OCaml.org: recapping 2022 and queries on the Fediverse

Energy Usage

I punted on this in my recap as I hadn’t had a chance to catch up with @patricoferris about it, but since it’s a very important topic let’s start talking about it incrementally now instead of waiting for that!

In the redesign for the new site, we explicitly removed third-party trackers and took advantage of the spare screen space (usually reserved for a privacy policy, now no longer needed) and put in a OCaml.org carbon footprint statement as a placeholder until we obtained more specific data.

Later in 2022, @patricoferris investigated how we could do better in terms of power monitoring, and is developing a suite of OCaml tools that will hopefully be useful to the wider community as well:

  • Variorium collects hardware-level power counter information, for accurate monitoring
  • Carbon Intensity is a tool to integrate with country-level APIs for where energy is primarily coming from, in the absence of more specific information from the datacentre provider.
  • Clarke combines all this into a convenient Prometheus monitoring, for centralised analysis.

These are all still unreleased, and I’ve opened a tracking issue about the deployment of these into the ocaml.org cluster. If anyone would like to help out (particularly around finding more accurate APIs for carbon intensity) then feel free to open issues/PRs on those various repositories.

Some services, such as restoring inbox.ocaml.org are a little blocked on this topic as I’m reluctant to provision more long running virtual machines without thinking through more efficient alternatives that can consolidate services (e.g. have just one SMTP endpoint instead of multiple). My apologies to @xavierleroy and @nojb for the delay, as they have both done a bunch of work towards restoring it already, and I’ll do my best to catch up this month.

Privacy

The only digital communications mechanism that we’re using that features end-to-end encryption is Matrix. That implies that, as a general rule, that most of the alternatives such as Slack, IRC, Discord and Mastodon, do allow their respective admins to read your messages. Discourse (the software powering this forum) has explicit support for admins to monitor private messages for online safety reasons, although to my knowledge this facility has never needed to be used for this deployment.

If you want a reasonably usable mechanism for private messages, then Matrix is the way to go, including for encrypted group channels, and all the other services are one security breach away from going public.

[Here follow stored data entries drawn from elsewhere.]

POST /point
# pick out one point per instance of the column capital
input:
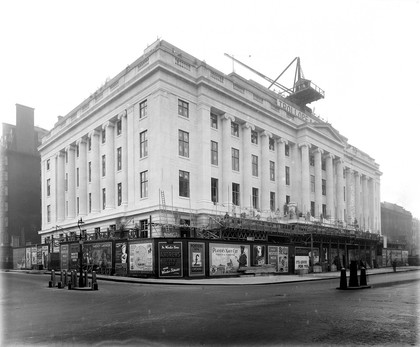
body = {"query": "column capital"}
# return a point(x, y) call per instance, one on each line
point(228, 117)
point(318, 150)
point(304, 144)
point(266, 133)
point(249, 125)
point(282, 140)
point(93, 133)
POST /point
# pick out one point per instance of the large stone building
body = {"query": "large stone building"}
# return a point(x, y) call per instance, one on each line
point(20, 192)
point(174, 141)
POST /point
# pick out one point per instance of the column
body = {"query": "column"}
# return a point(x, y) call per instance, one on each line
point(280, 174)
point(82, 189)
point(340, 190)
point(246, 166)
point(60, 184)
point(357, 197)
point(306, 197)
point(329, 168)
point(95, 174)
point(365, 194)
point(318, 181)
point(110, 166)
point(123, 117)
point(225, 186)
point(71, 184)
point(265, 172)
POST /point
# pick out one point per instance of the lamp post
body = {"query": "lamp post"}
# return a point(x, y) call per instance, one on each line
point(79, 223)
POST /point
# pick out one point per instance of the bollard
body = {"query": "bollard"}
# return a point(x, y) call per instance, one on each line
point(363, 281)
point(343, 279)
point(53, 278)
point(353, 282)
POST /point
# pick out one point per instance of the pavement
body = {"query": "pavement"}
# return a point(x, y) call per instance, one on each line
point(241, 280)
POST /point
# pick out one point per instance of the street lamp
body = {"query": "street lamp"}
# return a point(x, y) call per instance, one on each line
point(79, 223)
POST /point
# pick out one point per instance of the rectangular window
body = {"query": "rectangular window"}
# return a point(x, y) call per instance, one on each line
point(254, 165)
point(214, 190)
point(214, 153)
point(235, 159)
point(234, 129)
point(144, 184)
point(255, 197)
point(103, 198)
point(48, 213)
point(272, 201)
point(213, 120)
point(119, 127)
point(271, 144)
point(103, 165)
point(183, 144)
point(119, 158)
point(184, 184)
point(236, 194)
point(312, 184)
point(143, 109)
point(254, 137)
point(143, 144)
point(183, 108)
point(119, 191)
point(272, 171)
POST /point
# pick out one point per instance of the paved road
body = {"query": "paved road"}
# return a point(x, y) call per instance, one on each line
point(301, 313)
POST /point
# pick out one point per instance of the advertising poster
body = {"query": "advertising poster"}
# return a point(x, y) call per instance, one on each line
point(74, 255)
point(45, 251)
point(226, 259)
point(141, 257)
point(258, 252)
point(97, 255)
point(196, 259)
point(19, 258)
point(121, 258)
point(170, 259)
point(279, 257)
point(28, 261)
point(64, 257)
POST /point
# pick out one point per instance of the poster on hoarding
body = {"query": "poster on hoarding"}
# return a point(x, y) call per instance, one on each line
point(226, 259)
point(64, 257)
point(170, 259)
point(19, 258)
point(196, 259)
point(121, 258)
point(279, 257)
point(258, 252)
point(141, 257)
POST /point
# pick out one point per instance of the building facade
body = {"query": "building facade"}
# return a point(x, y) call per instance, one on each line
point(20, 192)
point(173, 141)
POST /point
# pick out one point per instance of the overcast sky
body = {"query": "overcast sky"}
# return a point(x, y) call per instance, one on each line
point(364, 54)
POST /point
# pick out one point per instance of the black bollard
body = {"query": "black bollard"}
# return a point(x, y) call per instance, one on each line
point(353, 282)
point(363, 280)
point(343, 279)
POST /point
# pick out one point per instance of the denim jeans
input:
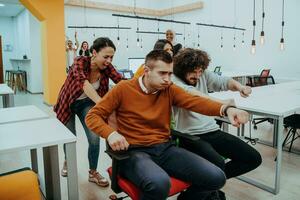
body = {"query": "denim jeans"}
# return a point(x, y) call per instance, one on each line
point(216, 145)
point(81, 108)
point(150, 168)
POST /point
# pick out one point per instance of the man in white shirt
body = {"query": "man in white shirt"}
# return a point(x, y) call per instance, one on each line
point(214, 145)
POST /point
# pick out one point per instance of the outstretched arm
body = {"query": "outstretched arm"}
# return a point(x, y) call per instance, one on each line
point(236, 116)
point(234, 85)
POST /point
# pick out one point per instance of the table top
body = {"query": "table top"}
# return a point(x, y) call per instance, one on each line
point(280, 99)
point(238, 73)
point(33, 134)
point(4, 89)
point(22, 113)
point(19, 59)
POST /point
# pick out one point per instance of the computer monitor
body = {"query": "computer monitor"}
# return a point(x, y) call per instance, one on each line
point(135, 63)
point(126, 73)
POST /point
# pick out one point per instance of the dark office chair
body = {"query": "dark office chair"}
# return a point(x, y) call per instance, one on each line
point(257, 81)
point(264, 74)
point(120, 184)
point(217, 70)
point(293, 123)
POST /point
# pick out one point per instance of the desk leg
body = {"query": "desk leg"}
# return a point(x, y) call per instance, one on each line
point(8, 100)
point(51, 167)
point(276, 188)
point(279, 135)
point(72, 171)
point(34, 161)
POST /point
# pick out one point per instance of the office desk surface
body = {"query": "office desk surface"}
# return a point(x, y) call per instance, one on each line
point(33, 134)
point(4, 89)
point(22, 113)
point(276, 101)
point(279, 99)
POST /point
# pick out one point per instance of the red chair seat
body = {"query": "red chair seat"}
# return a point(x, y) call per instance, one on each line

As for the discussion about openness, I’m personally not really a believer in being radically transparent when doing open-source work. I find it really difficult to focus on a topic when in the public eye, and instead prefer to work on it with my immediate collaborators and then have an open discussion about it. What I really miss is the ability to promote information that results from the private discussions into a more open forum – all these recaps and newsletters are entirely written from scratch, and the inefficiency means that it’s a huge amount of effort to get right. It’s easy to put the time in with full papers since there is a reward structure (for academics, anyway) in place via the conference circuit, but less so for other mediums. A project I’m going to return to sometime this year is Bushel, where I’ve been prototyping a communications format suitable for iterative promotion and integration with data scrapers.

Source mirroring

To be clear, there’s no special ‘maintainer bit’ or survey required to give your feedback – a maintainer is just someone who puts the time in to help out with a particular area. For example, we got brilliantly helpful external feedback for the opam archive migration here just a few days ago.

I do like SourceHut a lot, but we’d ideally self-host it, and that’s quite a bit of work due to its microservice architecture. It should be possible to strip down the services (remove the autobuilders and bug trackers) for a read-only mirror, and so a good way to contribute would be assemble a Docker compose file with such an installation and demonstrate how it might work with a sample set of Git repositories to mirror. If you (or anyone else reading this) wants to have a go, feel free to create an issue on Issues · ocaml/infrastructure · GitHub with your prototype.